Monday, March 8, 2010

Topping up on Intellectual Inspiration

It was a dark, rainy morning (the tenth in a row) in Brisbane, but we were oblivious to the weather as we wheeled in the bananas and grapes for the punters to enjoy over morning tea. Today was the day we'd been excited about for quite a while. Finally, the legend that is TED, introduced to us by Morgs at Paddington's Urban Grind many years ago, had come to Brisbane.

For a few years now, Robert and I have enjoyed the inspirational talks, and the chats with fellow devotees like Adz (whose photos I've stolen for this blog) and Carl in Morgs' cafe, freely available online by In fact, TED is pretty much solely responsible for our complete abandonment of our television set. Apart from the odd BBC murder mystery series, and the occasional need to pop in a DVD for the kids, we'd have given it away long ago.

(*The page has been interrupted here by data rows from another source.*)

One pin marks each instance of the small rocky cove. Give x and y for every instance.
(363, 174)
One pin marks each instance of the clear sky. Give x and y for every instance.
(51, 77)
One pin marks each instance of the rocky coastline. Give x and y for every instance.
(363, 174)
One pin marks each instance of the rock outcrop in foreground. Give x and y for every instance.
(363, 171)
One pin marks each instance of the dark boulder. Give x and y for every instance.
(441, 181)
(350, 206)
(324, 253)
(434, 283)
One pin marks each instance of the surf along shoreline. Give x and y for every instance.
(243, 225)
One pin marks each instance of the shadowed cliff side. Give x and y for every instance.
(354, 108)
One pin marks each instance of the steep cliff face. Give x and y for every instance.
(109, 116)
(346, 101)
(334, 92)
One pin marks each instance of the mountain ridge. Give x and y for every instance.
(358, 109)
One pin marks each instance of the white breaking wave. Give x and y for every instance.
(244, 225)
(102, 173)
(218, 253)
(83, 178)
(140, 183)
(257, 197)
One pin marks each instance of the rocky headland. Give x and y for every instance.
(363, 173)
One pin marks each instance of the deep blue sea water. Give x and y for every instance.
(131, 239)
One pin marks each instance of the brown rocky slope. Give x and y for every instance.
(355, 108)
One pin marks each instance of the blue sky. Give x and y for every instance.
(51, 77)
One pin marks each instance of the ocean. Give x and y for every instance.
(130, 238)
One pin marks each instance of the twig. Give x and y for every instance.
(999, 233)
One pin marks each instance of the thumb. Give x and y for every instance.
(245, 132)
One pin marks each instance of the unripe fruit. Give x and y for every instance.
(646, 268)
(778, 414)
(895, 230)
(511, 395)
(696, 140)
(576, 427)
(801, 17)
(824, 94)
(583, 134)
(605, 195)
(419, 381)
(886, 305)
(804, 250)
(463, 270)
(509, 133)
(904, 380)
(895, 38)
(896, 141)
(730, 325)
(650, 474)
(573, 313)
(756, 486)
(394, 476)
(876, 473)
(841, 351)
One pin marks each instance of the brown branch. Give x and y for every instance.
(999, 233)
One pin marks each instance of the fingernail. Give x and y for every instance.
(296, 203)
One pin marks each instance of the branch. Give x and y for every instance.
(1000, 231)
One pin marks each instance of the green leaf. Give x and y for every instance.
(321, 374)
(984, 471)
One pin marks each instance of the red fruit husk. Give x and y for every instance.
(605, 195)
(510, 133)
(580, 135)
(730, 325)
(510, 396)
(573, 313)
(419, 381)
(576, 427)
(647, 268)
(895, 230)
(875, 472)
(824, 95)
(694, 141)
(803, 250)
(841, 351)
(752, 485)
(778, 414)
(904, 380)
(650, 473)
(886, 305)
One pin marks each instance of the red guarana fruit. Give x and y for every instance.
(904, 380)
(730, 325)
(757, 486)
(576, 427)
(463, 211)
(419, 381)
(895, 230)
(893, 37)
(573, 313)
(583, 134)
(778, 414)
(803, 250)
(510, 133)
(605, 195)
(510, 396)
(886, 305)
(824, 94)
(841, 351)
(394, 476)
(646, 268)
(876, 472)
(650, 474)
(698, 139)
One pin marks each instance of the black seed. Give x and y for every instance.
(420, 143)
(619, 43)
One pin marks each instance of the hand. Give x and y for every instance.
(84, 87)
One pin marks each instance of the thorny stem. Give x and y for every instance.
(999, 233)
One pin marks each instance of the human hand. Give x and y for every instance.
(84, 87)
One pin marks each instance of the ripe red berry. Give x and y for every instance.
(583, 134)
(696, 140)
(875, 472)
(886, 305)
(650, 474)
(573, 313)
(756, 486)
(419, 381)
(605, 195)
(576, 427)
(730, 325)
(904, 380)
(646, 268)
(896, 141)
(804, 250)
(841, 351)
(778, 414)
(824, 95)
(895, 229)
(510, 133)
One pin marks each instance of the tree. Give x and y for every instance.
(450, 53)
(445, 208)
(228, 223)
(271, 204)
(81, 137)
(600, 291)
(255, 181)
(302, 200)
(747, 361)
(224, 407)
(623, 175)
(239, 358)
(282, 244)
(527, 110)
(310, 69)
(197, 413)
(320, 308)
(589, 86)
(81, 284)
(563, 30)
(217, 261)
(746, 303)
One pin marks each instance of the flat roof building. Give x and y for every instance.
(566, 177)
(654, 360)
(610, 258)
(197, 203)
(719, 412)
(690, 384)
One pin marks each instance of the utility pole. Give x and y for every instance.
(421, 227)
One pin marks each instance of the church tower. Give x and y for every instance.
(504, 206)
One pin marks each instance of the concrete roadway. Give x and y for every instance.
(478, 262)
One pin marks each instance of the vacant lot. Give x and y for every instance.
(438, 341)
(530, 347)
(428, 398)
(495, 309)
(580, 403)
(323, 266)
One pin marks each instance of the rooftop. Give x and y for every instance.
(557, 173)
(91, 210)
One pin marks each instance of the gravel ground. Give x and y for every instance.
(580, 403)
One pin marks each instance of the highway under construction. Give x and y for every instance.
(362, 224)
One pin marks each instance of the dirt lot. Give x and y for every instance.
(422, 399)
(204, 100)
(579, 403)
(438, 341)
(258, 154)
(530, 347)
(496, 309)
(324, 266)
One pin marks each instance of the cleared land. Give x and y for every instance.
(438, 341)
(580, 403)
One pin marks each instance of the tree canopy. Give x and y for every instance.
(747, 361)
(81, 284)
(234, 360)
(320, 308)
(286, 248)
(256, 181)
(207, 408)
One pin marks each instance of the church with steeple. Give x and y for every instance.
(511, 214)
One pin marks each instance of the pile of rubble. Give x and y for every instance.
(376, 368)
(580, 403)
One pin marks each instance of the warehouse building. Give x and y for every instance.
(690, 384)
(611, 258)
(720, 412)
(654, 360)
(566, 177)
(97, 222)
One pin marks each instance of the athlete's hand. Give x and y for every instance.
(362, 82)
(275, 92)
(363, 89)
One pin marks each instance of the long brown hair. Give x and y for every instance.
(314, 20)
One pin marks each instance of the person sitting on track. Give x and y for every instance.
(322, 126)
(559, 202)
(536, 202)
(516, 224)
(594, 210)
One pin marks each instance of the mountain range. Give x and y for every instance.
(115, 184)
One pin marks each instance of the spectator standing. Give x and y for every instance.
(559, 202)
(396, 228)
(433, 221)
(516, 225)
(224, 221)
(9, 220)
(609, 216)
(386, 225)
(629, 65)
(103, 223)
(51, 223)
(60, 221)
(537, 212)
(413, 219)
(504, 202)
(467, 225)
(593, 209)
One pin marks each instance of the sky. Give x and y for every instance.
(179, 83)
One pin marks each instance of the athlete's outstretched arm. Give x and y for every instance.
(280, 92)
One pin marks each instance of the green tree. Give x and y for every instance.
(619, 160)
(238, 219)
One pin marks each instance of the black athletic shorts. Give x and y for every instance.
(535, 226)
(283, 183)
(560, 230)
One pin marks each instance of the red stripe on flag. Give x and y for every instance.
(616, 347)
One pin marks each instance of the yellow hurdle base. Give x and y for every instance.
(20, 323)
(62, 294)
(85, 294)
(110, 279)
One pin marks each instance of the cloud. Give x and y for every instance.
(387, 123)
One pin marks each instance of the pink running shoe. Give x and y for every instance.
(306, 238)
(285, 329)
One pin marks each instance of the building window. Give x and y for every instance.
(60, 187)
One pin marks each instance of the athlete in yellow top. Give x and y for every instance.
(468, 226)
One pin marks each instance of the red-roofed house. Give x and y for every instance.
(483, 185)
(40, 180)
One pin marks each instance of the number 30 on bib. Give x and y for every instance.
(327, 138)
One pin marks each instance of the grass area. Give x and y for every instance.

Even more exciting was the fact that Robert had been asked to line up alongside twenty or so other speakers and 'brain bursters' to tell his story and the plight of farmers in today's global industrial food system.
It was one of those days you wish could go on for a week. Where your brain is so enlivened by the subject matter and the personal stories, interspersed with urgent chatter in the breaks while our lovely friend, Morgan Daly from UrbanGrind, served the world's best coffee under the Bedouin Tent. My personal favourites were Nigel Brennan, the photo journalist who was held hostage in Somalia for a record 463 days, and Chris Sarro, the inidgenous educator whose aim it is to 'furnish the dreams' of young Aboriginal Australians.

Organised by Carl Lindgren, founder of map magazine, and his friend Paul Fairweather, these two blokes have conspired to feed the collective Brisbane enthusiasm for TED talks to bring us our own Brisbane version. It's taken them over three years since the seed of the idea took form, and we can't thank them enough for having the foresight and capturing the right sponsors to support such a wonderful concept. A totally free event, and purposefully inclusive, their aim was simple:
"We hope that we can get the community together and get them fired up and get them thinking in perhaps ways they haven't thought through some of the discussions - that people can get connected and be part of a network that can help change our community positively for the better."
Within minutes of Robert's talk the twitter activity was wild. We had to email the conversation department at Food Connect to expect a busy day on the phones on Monday. Now I call that 'fired up' Carl!
Elsie enjoying the TEDx fun - Adam Sebastien West, Zenstick Photography


  1. Thanks. Was great to catch up with you. So glad that everyone got so much out of the event and enjoyed their coffees.

  2. It was fun Morgs. Now we have to keep on Carl's back about these map dinners!

  3. Hi, I've seen some of the TED talks on Rob Hopkin's Transition Culture website. I didn't know they were in Brisbane, sounds like a great day. Cheers, Sonya

  4. It was a great day Sonya - good to get out of our comfort zone and experience inspiration at a whole new level!